Colorado vote sends warning
Beware of the siren song of raising taxes only on the highest income earners.
Proponents of a constitutional amendment allowing a progressive state income tax in Illinois claim — with great sincerity and fervor — that higher tax rates would only be levied on the rich.
Skeptics dispute that claim by pointing to the many states where progressive income taxes already are in place and high rates are imposed on middle-income working families. Don't trust the politicians who want to raise taxes, they argue, look what they have done and want to do in other states.
Those who oppose a progressive income tax got more ammunition for that argument from the recent highly touted tax referendum in Colorado.

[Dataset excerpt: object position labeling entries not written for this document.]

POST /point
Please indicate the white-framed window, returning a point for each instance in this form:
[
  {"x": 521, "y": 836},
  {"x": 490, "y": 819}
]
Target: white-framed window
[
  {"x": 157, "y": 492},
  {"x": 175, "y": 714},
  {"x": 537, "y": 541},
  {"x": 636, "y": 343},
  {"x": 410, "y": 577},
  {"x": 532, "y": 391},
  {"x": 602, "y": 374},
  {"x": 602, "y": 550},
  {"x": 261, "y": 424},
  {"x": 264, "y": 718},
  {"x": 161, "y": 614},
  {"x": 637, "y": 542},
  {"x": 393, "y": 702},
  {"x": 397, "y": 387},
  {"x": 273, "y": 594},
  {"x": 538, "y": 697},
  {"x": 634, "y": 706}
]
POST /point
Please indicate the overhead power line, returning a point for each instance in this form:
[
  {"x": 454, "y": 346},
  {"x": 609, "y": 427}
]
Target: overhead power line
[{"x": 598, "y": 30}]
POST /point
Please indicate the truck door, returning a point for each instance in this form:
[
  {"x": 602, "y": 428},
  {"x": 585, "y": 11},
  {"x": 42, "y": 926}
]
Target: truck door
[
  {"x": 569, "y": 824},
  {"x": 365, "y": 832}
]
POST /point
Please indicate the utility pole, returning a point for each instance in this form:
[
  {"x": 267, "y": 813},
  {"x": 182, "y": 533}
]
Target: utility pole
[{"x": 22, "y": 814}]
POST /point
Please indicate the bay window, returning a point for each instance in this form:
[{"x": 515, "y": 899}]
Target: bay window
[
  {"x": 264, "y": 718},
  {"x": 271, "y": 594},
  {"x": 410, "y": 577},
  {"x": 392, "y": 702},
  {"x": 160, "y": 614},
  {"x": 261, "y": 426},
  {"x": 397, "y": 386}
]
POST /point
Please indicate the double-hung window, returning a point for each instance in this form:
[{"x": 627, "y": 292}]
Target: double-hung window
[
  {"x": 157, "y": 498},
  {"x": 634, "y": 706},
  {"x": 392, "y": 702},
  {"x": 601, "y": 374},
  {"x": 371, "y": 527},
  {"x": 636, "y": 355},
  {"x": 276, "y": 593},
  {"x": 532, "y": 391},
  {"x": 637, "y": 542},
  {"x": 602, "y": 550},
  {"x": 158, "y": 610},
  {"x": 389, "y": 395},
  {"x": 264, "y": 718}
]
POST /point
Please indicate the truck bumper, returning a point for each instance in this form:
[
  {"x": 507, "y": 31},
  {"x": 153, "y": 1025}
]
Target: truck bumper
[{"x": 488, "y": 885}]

Voters there overwhelmingly defeated a bold education plan aimed at raising vast new sums of money for education. Part of the plan was to raise income tax revenues with a progressive tax plan, one that targeted upper-income earners. You know, those rapacious millionaires who aren't paying their fair share.
Colorado's Amendment 66 called for increasing income taxes from 4.63 percent to 5 percent on lower-income families. It also would have established a higher progressive rate of 5.9 percent for the millionaires whose incomes are over $75,000.
It's not that those in search of higher revenue wouldn't really like to make the wealthy pay for costly new social welfare and education programs. It's just that there are not enough rich people to generate the necessary tax revenues. So they go after the middle class because that's where the money is.
It's that way in Colorado and many other states, including Iowa, Missouri and Wisconsin. It will be that way if proponents of a progressive income tax get their way in Illinois.
Voters should support a progressive income tax if they think it's good policy; but no one should be so foolish as to think that higher taxes will be levied only on the rich.